While sources like Twitter and the internet at large have built up a reputation as the de-facto place for keeping up with breaking news, traditional media is still the dominant news source for the majority of Americans. So says a new Gallup poll — it found that 55 percent of Americans cited TV as their preferred news source. 50 percent of those in both the 18 to 29 and 30 to 49 age groups picked TV as their number one news source. The internet came in second place for both age ranges; 27 percent of those aged 18 to 29 and 28 percent of those aged 30-49 chose the internet as their preferred source.
Unsurprisingly, TV had even more of an advantage as the survey respondents aged — 58 percent of those aged 50 to 64 picked TV, while only 18 percent picked the internet. For those aged 65 and older, the internet barely registered: only 6 percent chose it has their preferred news source. TV dominated at 68 percent, while print came in second place at 18 percent. And despite Twitter's moves to become a more trusted and respected source of news, only two percent of all survey respondents said that social media sites were their preferred news source.
TV news is still the king
Reliance on TV did lessen as the education level of respondents increased, however. While TV was still the number one news source across all educational groupings, only 43 percent of post-graduates said it was their main news source, compared to 61 percent of those with high school education (or less).
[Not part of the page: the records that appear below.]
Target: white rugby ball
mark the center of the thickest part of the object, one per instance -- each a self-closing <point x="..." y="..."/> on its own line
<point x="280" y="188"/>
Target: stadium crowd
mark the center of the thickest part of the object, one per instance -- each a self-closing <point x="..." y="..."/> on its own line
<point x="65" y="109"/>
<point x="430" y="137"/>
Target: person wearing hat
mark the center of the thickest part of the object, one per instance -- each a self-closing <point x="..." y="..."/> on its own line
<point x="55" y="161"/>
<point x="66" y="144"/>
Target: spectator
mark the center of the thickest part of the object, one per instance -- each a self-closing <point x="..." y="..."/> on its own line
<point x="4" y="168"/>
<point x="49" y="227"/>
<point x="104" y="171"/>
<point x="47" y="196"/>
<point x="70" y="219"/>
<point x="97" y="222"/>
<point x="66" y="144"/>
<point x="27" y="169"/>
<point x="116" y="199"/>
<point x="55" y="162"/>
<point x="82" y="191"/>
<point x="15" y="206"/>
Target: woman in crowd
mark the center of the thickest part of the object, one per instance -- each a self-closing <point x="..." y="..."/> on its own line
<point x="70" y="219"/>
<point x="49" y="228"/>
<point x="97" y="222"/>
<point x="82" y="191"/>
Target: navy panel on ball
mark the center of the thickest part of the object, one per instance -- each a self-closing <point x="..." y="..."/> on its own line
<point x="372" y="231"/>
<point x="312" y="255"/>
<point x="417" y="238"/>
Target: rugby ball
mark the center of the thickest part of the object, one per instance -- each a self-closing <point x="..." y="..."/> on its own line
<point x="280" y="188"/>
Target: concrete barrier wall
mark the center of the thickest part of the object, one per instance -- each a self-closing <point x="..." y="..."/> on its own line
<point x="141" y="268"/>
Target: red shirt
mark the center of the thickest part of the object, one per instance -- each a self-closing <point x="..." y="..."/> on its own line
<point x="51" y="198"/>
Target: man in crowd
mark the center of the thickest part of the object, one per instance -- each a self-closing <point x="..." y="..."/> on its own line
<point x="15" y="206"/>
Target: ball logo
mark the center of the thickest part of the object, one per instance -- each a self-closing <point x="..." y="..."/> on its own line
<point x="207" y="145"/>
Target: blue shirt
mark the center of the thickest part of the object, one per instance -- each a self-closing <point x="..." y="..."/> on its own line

While post-graduates had the least reliance on TV, those who said they have a college undergraduate education were actually the group most likely to use the internet for news (32 percent). While it's evident from these findings that internet news hasn't exactly reduced the dominance of TV, it's equally clear that internet has done a good job at marginalizing the print industry — overall, 21 percent of people picked the internet as their favorite source for news, but only nine percent said the same for print.